The Bank of Ghana (BOG), has dropped policy rate by 200 bases points to 27% as a result of improved macroeconomic conditions.
The Governor of the Bank of Ghana, Dr. Ernest Addison who announced the decision at a news conference in Accra said headline inflation has picked up coupled with reduced inflation which provides a robust fiscal policy implementation supportive of growth.
“The external environment has improved since the last Monetary Policy Committee (MPC) meeting as global economic activity remained resilient in the second quarter of 2024. Growth was supported by private and government spending, a resilient services sector and declining oil prices,” he said.
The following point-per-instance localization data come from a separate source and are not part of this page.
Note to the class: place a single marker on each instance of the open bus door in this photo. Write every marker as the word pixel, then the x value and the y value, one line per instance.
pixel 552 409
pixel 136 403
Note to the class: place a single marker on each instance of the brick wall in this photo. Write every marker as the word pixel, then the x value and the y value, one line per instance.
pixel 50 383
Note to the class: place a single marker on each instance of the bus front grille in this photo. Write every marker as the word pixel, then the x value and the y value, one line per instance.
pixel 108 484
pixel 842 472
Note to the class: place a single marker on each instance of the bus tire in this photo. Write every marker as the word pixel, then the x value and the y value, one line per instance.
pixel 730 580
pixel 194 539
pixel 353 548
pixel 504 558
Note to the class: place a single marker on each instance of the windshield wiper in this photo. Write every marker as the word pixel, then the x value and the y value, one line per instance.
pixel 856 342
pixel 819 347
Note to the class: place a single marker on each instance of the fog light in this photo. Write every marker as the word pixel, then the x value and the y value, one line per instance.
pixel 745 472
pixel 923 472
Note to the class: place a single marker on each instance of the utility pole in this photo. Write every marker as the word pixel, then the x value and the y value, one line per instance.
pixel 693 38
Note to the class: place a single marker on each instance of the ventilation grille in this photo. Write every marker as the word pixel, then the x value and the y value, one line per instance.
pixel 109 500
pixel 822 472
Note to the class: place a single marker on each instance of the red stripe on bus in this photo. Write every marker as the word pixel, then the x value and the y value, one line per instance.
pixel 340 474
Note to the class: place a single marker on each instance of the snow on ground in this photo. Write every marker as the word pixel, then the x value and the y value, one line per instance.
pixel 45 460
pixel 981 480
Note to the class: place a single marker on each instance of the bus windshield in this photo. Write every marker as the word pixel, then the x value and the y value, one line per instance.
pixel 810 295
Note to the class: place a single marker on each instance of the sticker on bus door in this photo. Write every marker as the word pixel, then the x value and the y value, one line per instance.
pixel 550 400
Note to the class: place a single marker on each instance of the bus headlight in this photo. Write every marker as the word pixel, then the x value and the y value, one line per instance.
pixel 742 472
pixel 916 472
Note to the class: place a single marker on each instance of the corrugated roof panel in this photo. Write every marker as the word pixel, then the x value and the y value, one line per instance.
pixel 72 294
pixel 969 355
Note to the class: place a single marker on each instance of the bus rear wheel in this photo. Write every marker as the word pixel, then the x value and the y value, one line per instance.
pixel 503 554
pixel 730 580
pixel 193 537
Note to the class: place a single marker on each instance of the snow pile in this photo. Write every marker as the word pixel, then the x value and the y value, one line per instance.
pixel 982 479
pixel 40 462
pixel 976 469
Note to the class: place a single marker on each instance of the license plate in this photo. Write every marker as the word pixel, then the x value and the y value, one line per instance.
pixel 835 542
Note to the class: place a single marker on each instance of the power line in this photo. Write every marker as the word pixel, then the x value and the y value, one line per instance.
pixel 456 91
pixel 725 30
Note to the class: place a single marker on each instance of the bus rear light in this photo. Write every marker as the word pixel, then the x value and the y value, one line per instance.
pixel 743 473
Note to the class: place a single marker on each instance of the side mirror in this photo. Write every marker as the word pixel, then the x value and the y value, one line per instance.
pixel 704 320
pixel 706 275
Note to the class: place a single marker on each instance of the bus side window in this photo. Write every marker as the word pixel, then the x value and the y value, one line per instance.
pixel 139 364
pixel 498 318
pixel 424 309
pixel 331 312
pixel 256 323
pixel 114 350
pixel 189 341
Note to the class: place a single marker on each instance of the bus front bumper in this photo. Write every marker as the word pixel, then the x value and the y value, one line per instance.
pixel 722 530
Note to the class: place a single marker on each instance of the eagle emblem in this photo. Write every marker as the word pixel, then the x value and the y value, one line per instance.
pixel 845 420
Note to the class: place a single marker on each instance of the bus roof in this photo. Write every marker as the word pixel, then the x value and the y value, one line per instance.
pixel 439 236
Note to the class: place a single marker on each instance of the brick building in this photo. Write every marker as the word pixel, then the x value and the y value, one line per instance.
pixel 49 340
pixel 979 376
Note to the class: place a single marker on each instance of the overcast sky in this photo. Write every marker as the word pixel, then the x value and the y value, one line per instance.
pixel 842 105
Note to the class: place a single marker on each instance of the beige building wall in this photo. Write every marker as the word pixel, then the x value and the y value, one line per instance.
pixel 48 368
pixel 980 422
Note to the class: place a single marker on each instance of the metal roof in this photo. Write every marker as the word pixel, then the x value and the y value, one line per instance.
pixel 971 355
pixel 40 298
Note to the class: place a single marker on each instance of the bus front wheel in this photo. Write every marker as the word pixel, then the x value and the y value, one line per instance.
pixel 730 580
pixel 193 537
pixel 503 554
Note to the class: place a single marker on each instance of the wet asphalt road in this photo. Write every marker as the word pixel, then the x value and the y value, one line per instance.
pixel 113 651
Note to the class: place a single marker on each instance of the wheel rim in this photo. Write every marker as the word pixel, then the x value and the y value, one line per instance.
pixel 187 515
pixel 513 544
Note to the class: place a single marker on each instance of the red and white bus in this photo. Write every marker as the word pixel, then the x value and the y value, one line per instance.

“The anticipated policy easing cycle initiated by major central banks in advanced economies, in response to declining inflation rates have also been supportive of growth. These conditions are favorable for the domestic economy,” he said.
The Central Bank also mentioned that core inflation has also declined sharply over the same comparative period by 6.9 percentage points suggesting ongoing disinflation process adding that the Bank’s main core measure of inflation, which isolates prices of energy and utility items from the consumer basket, eased to 19.4% in August 2024 from 22.1% in June.
The Governor also said latest forecasts show that inflation will continue to ease towards the range target of 13-17% for the year and steadily track back towards the medium-term target of 6-10% by the end of 2025, barring unanticipated shocks.
At the current juncture, the committee judged the risks to inflation outlook as fairly balanced while monetary conditions have remained tight and supportive of the disinflation process.
He further noted that there was a stronger growth outturn than expected real GDP for the second quarter of 2024 with real GDP growing by 6.9% compared with 2.5% in the corresponding factor of 2023 and 4.7% first quarter of 2024 compared by macro economic conditions.
The Central bank indicated that exchange rate has also stabilised in recent times driven by tight monetary policy stance and improved forex liquidity support with a slower pace of the depreciation of the cedi at 7.1% in the second half of the year in recent times against the US Dollar.
Global growth continued at a steady pace in the second quarter of 2024, supported by stronger spending, a resilient services sector, and declining crude oil prices.
“However, continued weakness in the manufacturing sector, moderating growth momentum in China, cooling labour markets in advanced economies, escalating geopolitical tensions, and rising uncertainties related to elections in many countries could potentially weigh on growth prospects in the second half of 2024”. he pointed out.